The topology descriptor files provide the gateway with per-cluster configuration information. This includes configuration for both the providers within the gateway and the services within the Hadoop cluster. These files are located in {GATEWAY_HOME}/deployments
. The general outline of this document looks like this.
<topology> <gateway> <provider> </provider> </gateway> <service> </service> </topology>
There are typically multiple <provider>
and <service>
elements.
/topology : Defines the provider and configuration and service topology for a single Hadoop cluster.
/topology/gateway : Groups all of the provider elements
/topology/gateway/provider : Defines the configuration of a specific provider for the cluster.
/topology/service : Defines the location of a specific Hadoop service within the Hadoop cluster.

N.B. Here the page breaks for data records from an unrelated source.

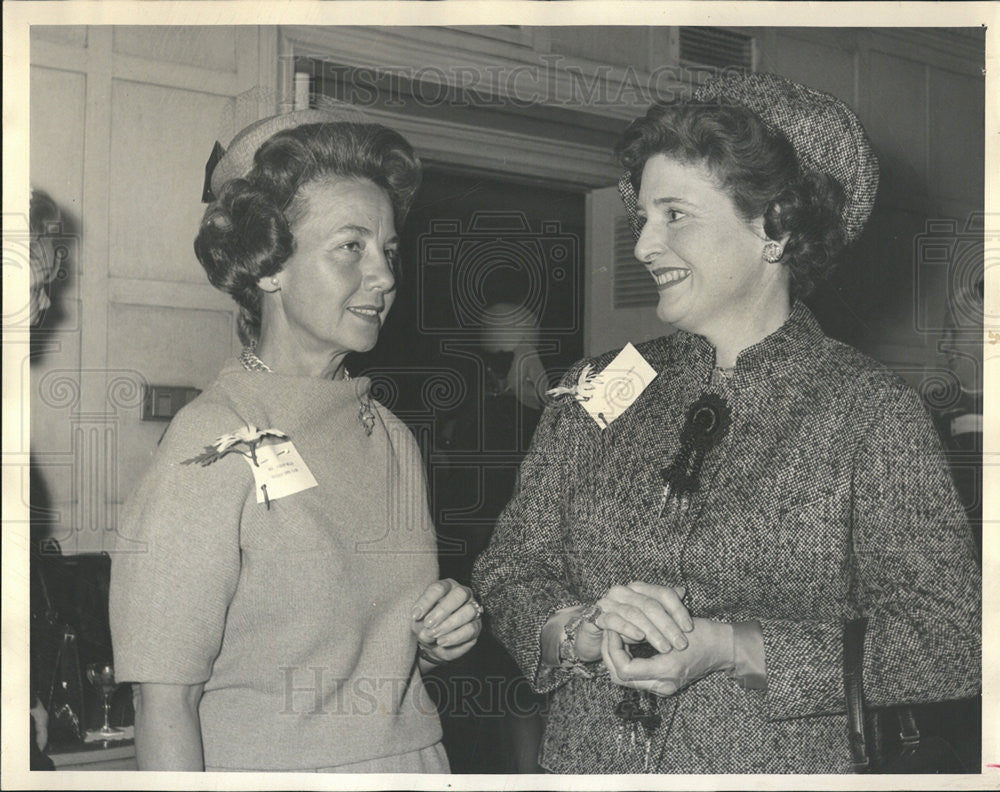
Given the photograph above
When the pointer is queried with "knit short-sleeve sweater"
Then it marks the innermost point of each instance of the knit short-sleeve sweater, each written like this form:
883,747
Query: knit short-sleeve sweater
295,614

Provider configuration is used to customize the behavior of a particular gateway feature. The general outline of a provider element looks like this.
<provider> <role>authentication</role> <name>ShiroProvider</name> <enabled>true</enabled> <param> <name></name> <value></value> </param> </provider>
/topology/gateway/provider : Groups information for a specific provider.

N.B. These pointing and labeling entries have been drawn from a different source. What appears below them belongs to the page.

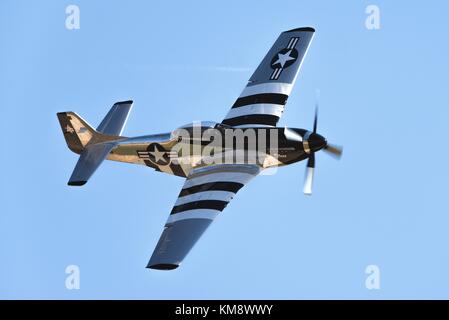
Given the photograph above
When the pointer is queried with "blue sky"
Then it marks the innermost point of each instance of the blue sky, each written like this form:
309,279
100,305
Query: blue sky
383,97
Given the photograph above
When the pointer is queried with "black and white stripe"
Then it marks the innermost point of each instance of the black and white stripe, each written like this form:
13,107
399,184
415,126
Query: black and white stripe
259,105
207,191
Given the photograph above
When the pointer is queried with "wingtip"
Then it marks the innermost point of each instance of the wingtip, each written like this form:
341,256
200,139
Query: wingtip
163,266
76,183
307,29
124,102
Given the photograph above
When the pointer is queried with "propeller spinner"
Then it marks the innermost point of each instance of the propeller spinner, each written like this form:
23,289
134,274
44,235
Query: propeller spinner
314,142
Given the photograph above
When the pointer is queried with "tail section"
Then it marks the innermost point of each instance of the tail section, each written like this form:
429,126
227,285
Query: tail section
77,132
115,120
92,145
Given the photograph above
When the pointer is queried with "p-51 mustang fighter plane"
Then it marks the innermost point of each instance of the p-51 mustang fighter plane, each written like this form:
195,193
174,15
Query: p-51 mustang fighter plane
216,159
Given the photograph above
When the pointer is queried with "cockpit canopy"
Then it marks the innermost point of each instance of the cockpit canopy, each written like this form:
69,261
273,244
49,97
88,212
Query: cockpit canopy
197,127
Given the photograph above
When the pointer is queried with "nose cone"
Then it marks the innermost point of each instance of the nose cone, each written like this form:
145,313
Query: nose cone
316,142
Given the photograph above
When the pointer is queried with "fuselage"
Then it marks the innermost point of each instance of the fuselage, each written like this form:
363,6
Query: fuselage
203,144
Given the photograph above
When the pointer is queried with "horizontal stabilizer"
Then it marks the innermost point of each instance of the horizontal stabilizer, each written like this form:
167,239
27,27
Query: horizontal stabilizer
89,161
114,122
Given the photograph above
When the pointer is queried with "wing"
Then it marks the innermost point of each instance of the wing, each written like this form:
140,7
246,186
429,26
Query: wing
262,101
114,122
89,161
206,192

/topology/gateway/provider/role : Defines the role of a particular provider. There are a number of pre-defined roles used by out-of-the-box provider plugins for the gateay. These roles are: authentication, identity-assertion, authentication, rewrite and hostmap
/topology/gateway/provider/name : Defines the name of the provider for which this configuration applies. There can be multiple provider implementations for a given role. Specifying the name is used identify which particular provider is being configured. Typically each topology descriptor should contain only one provider for each role but there are exceptions.
/topology/gateway/provider/enabled : Allows a particular provider to be enabled or disabled via true
or false
respectively. When a provider is disabled any filters associated with that provider are excluded from the processing chain.

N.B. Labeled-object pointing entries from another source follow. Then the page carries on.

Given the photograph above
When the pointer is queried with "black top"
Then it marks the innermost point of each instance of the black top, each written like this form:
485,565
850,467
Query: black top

/topology/gateway/provider/param : These elements are used to supply provider configuration. There can be zero or more of these per provider.
/topology/gateway/provider/param/name : The name of a parameter to pass to the provider.
/topology/gateway/provider/param/value : The value of a parameter to pass to the provider.
Service configuration is used to specify the location of services within the Hadoop cluster. The general outline of a service element looks like this.
<service> <role>WEBHDFS</role> <url>http://localhost:50070/webhdfs</url> </service>
/topology/service : Provider information about a particular service within the Hadoop cluster. Not all services are necessarily exposed as gateway endpoints.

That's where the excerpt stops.